Three of our undergraduate students gave poster presentations in the last month. Arjun Sharma (Biochemistry & Biomedical Sciences 3rd year) outlined his work on developing the Comprehensive Antibiotic Resistance Database’s (arpcard.mcmaster.ca) CARD*Shark text mining algorithms at the Michael G. DeGroote Institute for Infectious Disease Research (IIDR) Trainee Day while Kirill Pankov (Biomedical Discovery & Commercialization 4th year) presented the results of his summer NSERC Undergraduate Student Research Award (USRA) research in the Laboratory of Dr. Joanna Wilson into the origin of Cnidarian P450 enzymes, work he is continuing in our lab as part of his thesis research. Mohammad Khan (Biomedical Discovery & Commercialization 4th year), a thesis student in the Laboratory of Dr. Eric Brown that collaborates with our group, also presented a poster at IIDR Trainee Day on his work on chemical-genetic interaction database design.

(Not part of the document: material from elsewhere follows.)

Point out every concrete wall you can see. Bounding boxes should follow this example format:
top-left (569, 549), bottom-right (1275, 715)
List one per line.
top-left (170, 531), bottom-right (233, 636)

Sharma, A.N., S. Doshi, A.R. Raphenya, B. Alcock, B.M. Dave, B.A. Lago, K.K. Tsang, & A.G. McArthur. 2016. CARDShark: Computer-assisted biocuration of the Comprehensive Antibiotic Resistance Database. Poster presentation at the 2016 Michael G. DeGroote Institute for Infectious Disease Research (IIDR) Trainee Day, Hamilton, Ontario, Canada.
Pankov, K., A.G. McArthur & J.Y. Wilson. 2016. The Cytochrome P450 (CYP) superfamily in the Cnidarian phylum. Poster presentation at the 2016 Undergraduate Student Research Awards (USRA) Poster Session, Hamilton, Ontario, Canada.
Khan, M.A., S. French, B. Aubie, A.G McArthur & E.D. Brown. 2016. Challenging common screening filters through analysis of a chemical-genetic screening database. Poster presentation at the 2016 Michael G. DeGroote Institute for Infectious Disease Research (IIDR) Trainee Day, Hamilton, Ontario, Canada.